The value of edges in complex network visualization

Given the convergence of national security and data nerds that come to this blog, I am sure that by now most of you have read the article in yesterday's New York Times on how PowerPoint in the silent killer of military intelligence. The catalyst of this discussion appears to have been this now infamous slide on the Afghan Stability / COIN Dynamics produced by PA Consulting Group.

article-0-09562375000005DC-283_964x699.jpg

For most of you this is old news, as this slide has been circulating the Internet for several months. A such, this post is not about the slide, or the notion that slide decks are detrimental to the intelligence process more generally. Others have said their piece (most of whom having little to know knowledge of the intelligence process); therefore, I will only say that fundamentally intelligence is about distilling extremely complicated things into neat digestible pieces for leadership to evaluate and make decisions. If you think "bullet-point" level detail is bad for intelligence then your problem is with the demand side of the equation—not the supply. But I digress...

In reviewing the reignited interest in this slide I came across an old post by Andrew Gelman wherein he critiques only the visual aspects of the network chart. There was one line that stood out to me:

I understand the goals of showing the connections between the nodes, but as it is, the graph is dominated by the tangle of lines.

Indeed, which moved me to think about the value of drawing edges in complex network in writ large. In my experience, except for the sparsest of network data, edges adds very little information to the visualization. In fact, edges often detract from the analytical value of a network plot by creating a confusing weave of lines that are impossible to follow or understand. I propose that the value of drawing edges is actually an asymptotic function of the density of the network data in question. I even made a picture.

edge_value.png

This is not to say that edge data should not be used in a visualization—in fact —quite the contrary. Edges are needed to calculate the placement of nodes in many of the most information visualization algorithms. For example, techniques such as Fruchterman-Reingold and Kamada-Kawai attempt to minimize the distance between nodes with related structure and prevent nodes from being drawn on top of one another. As such, the placement of nodes in two-dimensional space is meaningful (structurally similar nodes will be closer), but once the positions of the nodes have been calculated the value of the edges is used. Consider the recently generated visualization of the relationships among artists in the last.fm database.

lastfm_800_graph_white.png

The author (Tamas Nepusz, co-creator of igraph) has created something truly stunning, both in terms of aesthetics and information.
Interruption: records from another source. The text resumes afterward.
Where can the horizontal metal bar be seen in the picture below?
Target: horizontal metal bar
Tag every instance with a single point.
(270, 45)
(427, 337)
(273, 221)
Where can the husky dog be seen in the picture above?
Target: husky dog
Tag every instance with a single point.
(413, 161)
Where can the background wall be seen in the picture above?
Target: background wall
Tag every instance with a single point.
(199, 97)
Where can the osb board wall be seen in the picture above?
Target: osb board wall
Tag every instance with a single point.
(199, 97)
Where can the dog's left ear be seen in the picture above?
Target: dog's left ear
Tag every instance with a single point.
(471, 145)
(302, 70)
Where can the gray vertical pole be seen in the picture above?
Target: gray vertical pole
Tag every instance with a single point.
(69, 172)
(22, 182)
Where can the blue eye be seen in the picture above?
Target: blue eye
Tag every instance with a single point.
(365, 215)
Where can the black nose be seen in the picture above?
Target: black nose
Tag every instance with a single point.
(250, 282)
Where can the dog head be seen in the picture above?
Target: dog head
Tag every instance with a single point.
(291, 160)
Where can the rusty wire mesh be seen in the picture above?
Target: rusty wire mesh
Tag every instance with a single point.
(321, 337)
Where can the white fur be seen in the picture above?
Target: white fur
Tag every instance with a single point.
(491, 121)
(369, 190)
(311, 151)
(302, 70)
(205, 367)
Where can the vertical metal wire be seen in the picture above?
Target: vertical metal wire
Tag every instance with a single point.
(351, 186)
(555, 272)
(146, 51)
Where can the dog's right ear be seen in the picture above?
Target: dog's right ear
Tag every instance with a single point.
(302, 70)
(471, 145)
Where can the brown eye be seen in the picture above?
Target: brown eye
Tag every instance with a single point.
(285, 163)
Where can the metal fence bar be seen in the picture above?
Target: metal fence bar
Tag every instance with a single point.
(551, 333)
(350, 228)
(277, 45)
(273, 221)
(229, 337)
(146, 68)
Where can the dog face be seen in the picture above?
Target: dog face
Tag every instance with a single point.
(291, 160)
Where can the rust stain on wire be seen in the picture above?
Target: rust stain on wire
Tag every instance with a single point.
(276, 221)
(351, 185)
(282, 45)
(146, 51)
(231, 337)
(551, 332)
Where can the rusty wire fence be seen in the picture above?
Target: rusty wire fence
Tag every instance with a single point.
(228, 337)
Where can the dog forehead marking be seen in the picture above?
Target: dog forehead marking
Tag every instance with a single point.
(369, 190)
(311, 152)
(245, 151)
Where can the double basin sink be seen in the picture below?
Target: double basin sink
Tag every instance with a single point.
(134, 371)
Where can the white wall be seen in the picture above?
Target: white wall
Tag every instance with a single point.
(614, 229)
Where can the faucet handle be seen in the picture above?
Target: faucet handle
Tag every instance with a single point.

Each nodes is colored by genre, and using a force-directed layout we can see that there are strong relationships among rock (red), pop (green) and hip-hop (blue). As we look toward the center, however, potentially interests aspects of the visualization are lost within the maelstrom of edges, to the point where it is nearly impossible to recognize what is happening. Now, consider the alternate "cloud" version of this network.

lastfm_800_cloud_white.png

Personally, I do not like the blurring of nodes, and the loss of labels; however, by removing the edges and allowing the nodes to stand alone the relationships among various music genres and artist is much more apparent. For example, it is much easier to see small clusters at the center and periphery. Being able to see these makes an observer want to investigate those clusters further, and see what artists they represent. In addition, edges can present a deceptive illustration of the strength of ties between clusters. Note the magenta (reggae and ska) cluster in the lower-right of the network. With the edges, it appears that this cluster has strong ties to within the network (note the edges pulling it in two directions). Without the edges, however, we can see that this cluster is actually much more peripheral relative to the density of ties among the other genre clusters.

A while back I proposed the idea of using invisible edges to identify clusters of nodes in three-dimensions with the so-called "exploded network view," which is really simply an extension of the idea that edges have steeply diminishing value in network visualization. Going forward I will being drawing edges much more sparingly, and I highly recommend that analysts also consider the value of drawing edges when attempting to present network analysis visually.